Introduction
Introduction Statistics Contact Development Disclaimer Help
# taz.de -- Russlands Krieg gegen Ukraine: Neue Gespräche ohne Hoffnung
> Schwere Kämpfe begleiten die russisch-ukrainischen Verhandlungen.
> Frankreichs Präsident sprach mit Putin – und äußerte sich danach
> pessimistisch.
Bild: Ein Logistikzentrum in Kiew geht nach russischem Beschuss am Donnerstag i…
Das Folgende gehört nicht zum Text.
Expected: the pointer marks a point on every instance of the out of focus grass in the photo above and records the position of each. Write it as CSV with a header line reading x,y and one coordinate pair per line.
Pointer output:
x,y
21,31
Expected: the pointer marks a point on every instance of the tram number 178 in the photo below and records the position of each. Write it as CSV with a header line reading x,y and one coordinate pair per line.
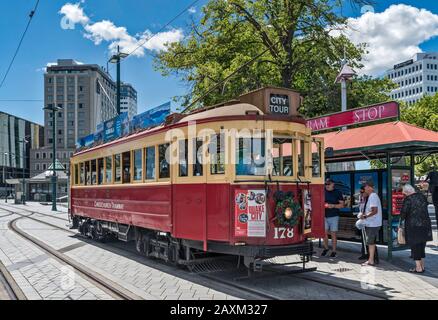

Die diplomatischen Bemühungen um ein Ende des russischen Krieges in der
Ukraine treten weiterhin auf der Stelle. Kurz vor Beginn einer zweiten
Verhandlungsrunde zwischen russischen und ukrainischen Unterhändlern in der
Stadt Brest in Belarus am Donnerstagnachmittag telefonierte Frankreichs
Präsident Emmanuel Macron mit Russlands Präsident Wladimir Putin und ließ
nach dem Gespräch mitteilen, das Schlimmste stehe noch bevor. Putin wolle
die gesamte Ukraine erobern, gab ein Mitarbeiter Macrons das Telefonat
wieder: „Nichts, was er sagte, hat uns beruhigt.“ Macron habe Putin gesagt:
„Sie belügen sich selbst.“
Vor Gesprächsbeginn teilte die ukrainische Delegation mit, sie wolle mit
Russland über die Einrichtung eines Korridors für humanitäre Hilfe
sprechen, damit Zivilisten die Gefahrenzonen verlassen und Lebensmittel in
umkämpfte Gebiete gebracht werden können.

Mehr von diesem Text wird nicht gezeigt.